Ultrasound Med Biol. 2022 Oct;48(10):2060-2078. doi: 10.1016/j.ultrasmedbio.2022.05.031. Epub 2022 Jul 30.
Adiposity accumulation in the liver is an early-stage indicator of non-alcoholic fatty liver disease. Analysis of ultrasound (US) backscatter echoes from liver parenchyma with deep learning (DL) may offer an affordable alternative for hepatic steatosis staging. The aim of this work was to compare DL classification scores for liver steatosis using different data representations constructed from raw US data. Steatosis in N = 31 patients with confirmed or suspected non-alcoholic fatty liver disease was stratified based on fat-fraction cutoff values using magnetic resonance imaging as a reference standard. US radiofrequency (RF) frames (raw data) and clinical B-mode images were acquired. Intermediate image formation stages were modeled from RF data. Power spectrum representations and phase representations were also calculated. Co-registered patches were used to independently train 1-, 2- and 3-D convolutional neural networks (CNNs), and classifications scores were compared with cross-validation. There were 67,800 patches available for 2-D/3-D classification and 1,830,600 patches for 1-D classification. The results were also compared with radiologist B-mode annotations and quantitative ultrasound (QUS) metrics. Patch classification scores (area under the receiver operating characteristic curve [AUROC]) revealed significant reductions along successive stages of the image formation process (p < 0.001).
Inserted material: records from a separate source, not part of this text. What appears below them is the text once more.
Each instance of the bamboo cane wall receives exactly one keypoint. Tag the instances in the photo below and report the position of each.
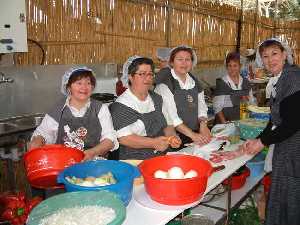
(101, 31)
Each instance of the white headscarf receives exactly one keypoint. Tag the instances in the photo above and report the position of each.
(125, 74)
(287, 49)
(67, 75)
(195, 59)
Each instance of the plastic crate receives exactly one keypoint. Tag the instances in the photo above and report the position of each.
(251, 128)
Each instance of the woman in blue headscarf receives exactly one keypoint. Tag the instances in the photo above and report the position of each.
(283, 130)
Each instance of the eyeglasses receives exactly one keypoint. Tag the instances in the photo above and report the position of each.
(144, 74)
(183, 59)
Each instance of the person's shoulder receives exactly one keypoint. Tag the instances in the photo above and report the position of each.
(294, 69)
(154, 94)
Patient AUROCs were 0.994 for RF data and 0.938 for clinical B-mode images. For all image formation stages, 2-D CNNs revealed higher patch and patient AUROCs than 1-D CNNs. CNNs trained with power spectrum representations converged faster than those trained with RF data. Phase information, which is usually discarded in the image formation process, provided a patient AUROC of 0.988. DL models trained with RF and power spectrum data (AUROC = 0.998) provided higher scores than conventional QUS metrics and multiparametric combinations thereof (AUROC = 0.986). Radiologist annotations indicated lower hepatic steatosis classification accuracies (Acc = 0.914) with respect to magnetic resonance imaging proton density fat fraction that DL models (Acc = 0.989). Access to raw ultrasound data combined with artificial intelligence techniques may offer superior opportunities for quantitative tissue diagnostics than conventional sonographic images.
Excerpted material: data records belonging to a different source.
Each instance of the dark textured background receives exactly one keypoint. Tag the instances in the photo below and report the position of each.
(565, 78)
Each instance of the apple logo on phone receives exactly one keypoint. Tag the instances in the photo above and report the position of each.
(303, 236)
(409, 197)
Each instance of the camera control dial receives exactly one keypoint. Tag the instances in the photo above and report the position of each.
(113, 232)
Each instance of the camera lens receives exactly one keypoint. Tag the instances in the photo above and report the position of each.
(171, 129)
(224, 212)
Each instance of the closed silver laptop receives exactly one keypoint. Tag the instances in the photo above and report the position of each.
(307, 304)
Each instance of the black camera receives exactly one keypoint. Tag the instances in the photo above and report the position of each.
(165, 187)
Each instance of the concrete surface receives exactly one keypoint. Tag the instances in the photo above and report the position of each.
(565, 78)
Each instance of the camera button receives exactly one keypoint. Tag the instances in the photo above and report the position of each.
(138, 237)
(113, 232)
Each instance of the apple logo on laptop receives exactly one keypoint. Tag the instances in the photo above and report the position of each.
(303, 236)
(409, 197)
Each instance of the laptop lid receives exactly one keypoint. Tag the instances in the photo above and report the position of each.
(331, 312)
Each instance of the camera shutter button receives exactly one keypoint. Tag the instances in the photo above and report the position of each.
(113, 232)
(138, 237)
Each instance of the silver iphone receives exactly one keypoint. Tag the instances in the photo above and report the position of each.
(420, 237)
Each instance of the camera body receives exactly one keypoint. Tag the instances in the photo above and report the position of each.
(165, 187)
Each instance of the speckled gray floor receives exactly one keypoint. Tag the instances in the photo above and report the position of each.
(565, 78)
肝脏内的脂肪堆积是非酒精性脂肪肝的早期指标。使用深度学习 (DL) 分析肝实质的超声 (US) 背向散射回波可能为肝脂肪变性分期提供一种负担得起的替代方法。本工作旨在比较使用不同数据表示形式从原始 US 数据构建的用于肝脂肪变性的 DL 分类评分。使用磁共振成像作为参考标准,根据脂肪分数截断值对 N = 31 例确诊或疑似非酒精性脂肪性肝病患者进行脂肪变性分层。采集 US 射频 (RF) 帧(原始数据)和临床 B 型图像。从 RF 数据中模拟中间图像形成阶段。还计算了功率谱表示和相位表示。使用配准的补丁独立训练 1-D、2-D 和 3-D 卷积神经网络 (CNN),并比较分类评分与交叉验证。2-D/3-D 分类有 67,800 个补丁可用,1-D 分类有 1,830,600 个补丁可用。结果还与放射科医师 B 型模式注释和定量超声 (QUS) 指标进行了比较。补丁分类评分(接收者操作特征曲线下的面积 [AUROC])显示在图像形成过程的连续阶段显著降低(p < 0.001)。RF 数据的患者 AUROC 为 0.994,临床 B 型图像的患者 AUROC 为 0.938。对于所有图像形成阶段,2-D CNN 的补丁和患者 AUROC 均高于 1-D CNN。使用功率谱表示训练的 CNN 比使用 RF 数据训练的 CNN 收敛速度更快。在图像形成过程中通常丢弃的相位信息提供了患者 AUROC 为 0.988。使用 RF 和功率谱数据训练的 DL 模型(AUROC = 0.998)提供的评分高于传统的 QUS 指标及其组合(AUROC = 0.986)。放射科医师注释表明,与基于磁共振成像质子密度脂肪分数的肝脂肪变性分类准确性(Acc = 0.914)相比,DL 模型(Acc = 0.989)的准确性较低。与传统超声图像相比,使用人工智能技术访问原始超声数据可能为定量组织诊断提供更好的机会。